Does superfetch save your order of programs you use most even if you shut down windows vista ? I can't get sleep to work anymore.
Sleep mode writes your computers current RAM contents to the hard drive.
Originally posted by: Nothinman
That's the whole point of it, but I don't think it takes time of day into consideration when deciding what to cache.
Yes it does, as well as the day of the week. The demo MS likes to do is showing how prefetch caches Outlook mon-fri and then some game (Halflife, naa, probably some MS title) on the weekends.
Originally posted by: Nothinman
Yes it does, as well as the day of the week. The demo MS likes to do is showing how prefetch caches Outlook mon-fri and then some game (Halflife, naa, probably some MS title) on the weekends.
Well, I stand corrected although that does seem like overkill.
Originally posted by: Nothinman
Does superfetch save your order of programs you use most even if you shut down windows vista ? I can't get sleep to work anymore.
There is almost 0 chance that the two are related, you probably have a driver that has problems with PM.
Sleep mode writes your computers current RAM contents to the hard drive.

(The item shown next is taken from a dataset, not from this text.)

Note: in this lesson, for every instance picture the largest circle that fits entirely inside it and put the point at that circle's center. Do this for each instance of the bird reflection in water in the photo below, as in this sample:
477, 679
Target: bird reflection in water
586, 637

Actually sleep, or suspend to RAM, just does what it says, it puts all of the devices into low power mode but still keeps everything in memory so that resume is almost instantaneous. Hibernation is what writes the memory contents to hiberfil.sys and does a complete power off. And if Vista's hibernation is anything like Win2K and XP it loses the filesystem cache when it does that so resuming from that can be sluggish while everything is paged back in.
Well, we are talking about a memory cache (2 gigs perhaps) to cache large drives (say 10 gigs of programs). A MRU or LRU wouldn't account for normal cyclic use cases, so I think it makes a lot of sense.
The nice thing with Vista's sleep is that it actually writes down to the harddrive, and then go to suspend-to-RAM. So if there is a power loss (or the laptop gets it's battery ripped out) you don't loose your "session". But at the same time you don't need to wait for the long time a normal resume from hibernation takes.
It depends on your usage patterns, I tend to leave 90% of my every day apps open 24/7 so unless something forces them out of memory they'll already be cached.